Crise en Ukraine: Quel impact sur les flux migratoires vers la Pologne?


Par Romain SU*
Le 11/05/2015, regard-est

Europe ou Russie? En Ukraine, certains ont exprimé leur choix par les urnes, d'autres (parfois les mêmes) le font avec leurs pieds. L'insécurité en Crimée et dans le Donbass mais plus encore l'effondrement économique général poussent de nombreux Ukrainiens à émigrer. Si la Russie reste leur principale destination, ceux qui rêvent d'Europe la trouvent notamment en Pologne.

 

Tout conflit armé tend à générer des déplacements de populations et la guerre en Ukraine ne fait pas exception à la règle. Bien que la situation soit moins dramatique que dans d'autres pays du voisinage de l'UE, au premier chef la Syrie, l'ampleur du phénomène est suffisamment importante pour que l'on y prête attention. Au 3 avril 2015, selon le Haut Commissariat des Nations Unies pour les réfugiés (HCR), l'Ukraine comptait 1,2 million de personnes déplacées internes pour une population totale de 45 millions d'habitants (recensement de 2012).

L'agence de l'ONU ajoute que le nombre réel de déplacés est sans doute supérieur car tous ne s'enregistrent pas auprès des pouvoirs publics. Dans un pays où la confiance en l'État est faible, certains redoutent en effet que les républiques populaires autoproclamées soient mises au courant de leur fuite et saisissent leurs biens ou persécutent leurs proches demeurés dans les régions non contrôlées par le gouvernement de Kiev, tandis que d'autres cherchent à éviter la mobilisation.

Aux déplacés internes s'ajoutent ceux qui quittent le pays. Toujours d'après le HCR, plus de 600.000 ressortissants ukrainiens auraient ainsi trouvé refuge en Russie, où leurs concitoyens étaient déjà très nombreux avant la crise en raison des meilleurs salaires, de la proximité linguistique, des facilités administratives et des liaisons ferroviaires historiques. Les autorités et la population russes font de leur côté généralement preuve d'ouverture à l'égard des réfugiés ou des travailleurs en provenance d'Ukraine car outre la «solidarité slave», le déclin démographique de la Russie rend utile cet afflux de main-d'œuvre considéré comme plus facilement assimilable que les migrants du Caucase ou d'Asie centrale.

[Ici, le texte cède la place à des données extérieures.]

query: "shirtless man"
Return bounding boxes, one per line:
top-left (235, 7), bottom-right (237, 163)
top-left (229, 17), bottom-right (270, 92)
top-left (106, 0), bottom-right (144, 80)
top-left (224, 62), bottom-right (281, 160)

Les nouveaux arrivants sont souvent orientés vers des régions périphériques comme autour de Perm ou Vladivostok.

Du côté de l'UE, l'«analyse des risques» la plus récente publiée par l'agence de surveillance des frontières extérieures Frontex fait apparaître que, lors du dernier trimestre 2014, les Ukrainiens étaient à peine plus de 5.000 (2,8% du total) à avoir déposé une demande d'asile dans un État membre, loin derrière les Syriens, les Kosovars et les Afghans[1]. Il faut cependant noter qu'en tendance, leur nombre a été multiplié par 25 par rapport à la fin de l'année 2013, lorsqu'ont commencé les manifestations de l'Euromaïdan. Ces demandes ont néanmoins peu de chances d'aboutir puisque la protection internationale n'est en règle générale accordée que si les personnes menacées de persécution ne peuvent pas trouver refuge dans d'autres régions de leur pays d'origine. Or, en Ukraine, les territoires autres que la Crimée et la partie occupée du Donbass demeurent relativement sûrs.

En termes d'entrées illégales sur le territoire de l'UE, les Ukrainiens ne figurent pas dans le classement des dix nationalités les plus représentées. En revanche, ils arrivent en tête dans celui des refus d'entrée (4.578, en hausse de 11% par rapport au quatrième semestre 2013) et ont été plus de 5.400 à avoir été arrêtés en situation irrégulière (+63% par rapport au quatrième semestre 2013). Ces éléments laissent supposer que les Ukrainiens entrent la plupart du temps de manière légale sur le territoire de l'Union.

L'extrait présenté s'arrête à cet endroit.